Please join with a cup of coffee, tea, or your choice of libation, and enjoy the conversation!

 

Host:

Hikari Sandhu, Ph.D., RMT/Founder of MusicAid LLC./Visiting Researcher at the University of Tokyo

Hikari is a Japan-based registered music therapist with seven years of working experience at the end of life settings in the U.S. and Japan. She completed her master’s degree at New York University and her doctoral degree at the Department of Community of Global Health at the University of Tokyo. Her passion is using music to bring meaning to an individual’s life with cultural consideration and enhance their mental well-being. She is a post-doc researcher of an international Joy research project led by the Department of Anthropology, University College London, UK.

Panellists:

Mariko Hara, Ph.D.

HARA Mariko (sociologist) After obtaining Ph.D. in sociology from the University of Exeter in the UK, she moved to Norway. Currently runs “Music and Arts in the Milieu” that is involved in local and international (action) research projects on music and art activities in Scandinavian care environments. Recent work includes contributions to “The Routledge Companion to Music, Mind and Well-being”, “Musical Gentrification Popular Music, Distinction and Social Mobility”

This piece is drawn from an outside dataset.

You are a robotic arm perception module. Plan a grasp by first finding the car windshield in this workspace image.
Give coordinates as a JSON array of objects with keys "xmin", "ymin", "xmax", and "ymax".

Rieko Eguchi, MA, MT-BC, CCLS

Rieko Eguchi, MA, MT-BC, CCLS, currently works as a music therapist in the neonatology unit at Saitama Children’s Medical Center in Japan. She is a grandparent of RBL (Rhythm, Breath, and Lullaby) and holds a M.A. in Music Therapy from Montclair State University in the U.S. She was an intern and research scholar and assisted with various research studies at The Louis Armstrong Center for Music and Medicine in New York, September 2015 – February 2018. She also completed a child life clinical internship at the center. Her clinical experiences are diverse, including NICU, pediatrics, outpatient radiation oncology, and palliative care. She has several publications related to NICU music therapy and has published a research paper in Japanese medical journals. She is a member of Japanese Association for Promotion of Medical Music Therapy.

Tatsuya Honda, PhD./ Ontenna Project Leader, Fujitsu Ltd.

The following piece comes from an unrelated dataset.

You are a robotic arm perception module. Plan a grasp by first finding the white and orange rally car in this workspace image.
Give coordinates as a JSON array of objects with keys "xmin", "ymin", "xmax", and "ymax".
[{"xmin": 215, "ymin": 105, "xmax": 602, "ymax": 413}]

Tatsuya holds a Ph.D. in Design. During his university years, he was involved in sign language interpreting, founding a sign language club, and establishing a non-profit organization. His research focuses on developing new auditory perception devices in collaboration with the deaf community. His work has been recognized with several awards, including Forbes 30 Under 30 Asia 2017 and the Forbes 30 UNDER 30 JAPAN 2019 Special Award. He is also an MIT Innovator Under 35 in Japan for 2020, a Falling Walls 2021 Winner, and a Salzburg Global Seminar Fellow.

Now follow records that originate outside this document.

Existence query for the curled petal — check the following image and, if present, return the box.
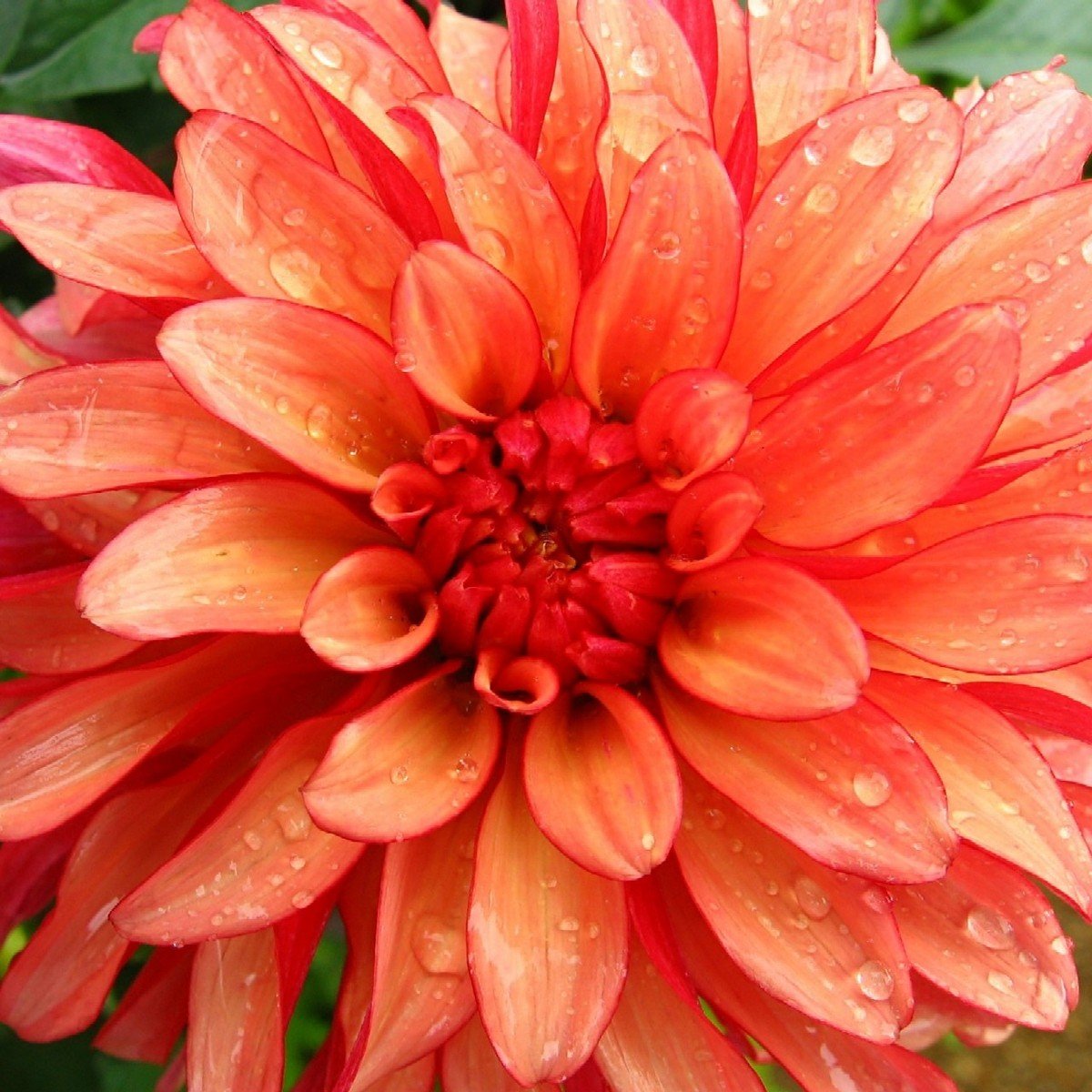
[391,241,541,420]
[299,546,440,672]
[659,558,868,721]
[523,682,682,880]
[572,135,742,420]
[304,667,500,842]
[633,370,752,490]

Discussion Topic: ‘Possibility of Music as a Care Resource’

Questions

  1. What are the challenges of your work? (Rieko, Tatsuya)
  2. What do you think of the unmet needs of the health and well-being of the Japanese? (Everyone)
  3. How can we innovate health/healthcare with music in Japan? (Everyone)

Background

Japan is experiencing rapid population aging and is ranked as the most aged society globally. Diversity and inclusion are critical to maintaining and developing the Japanese economy. Isolation and loneliness are epidemic, and old communities are collapsing. Japan is in the transition, and technology, humanities, and the arts need to collaborate to enhance well-being nationwide.

Perspectives

Mariko Hara

The disparity between community and healthcare is concerning. Music is an everyday resource that everyone can engage with. Music has been medicalized, and Japanese healthcare is transitioning to using music for health and well-being, as evidenced by the national licensing of music therapists.

Rieko Eguchi

In the field of pediatric medicine, where the bond between newborns and mothers is crucial, the use of music therapy can be transformative. Often, mothers are unable to physically connect with their babies due to medical reasons, leading to a questioning of their own value. However, introducing music therapy research, which shows that a lullaby sung by a mother can increase the vital levels of newborn babies, can empower these mothers.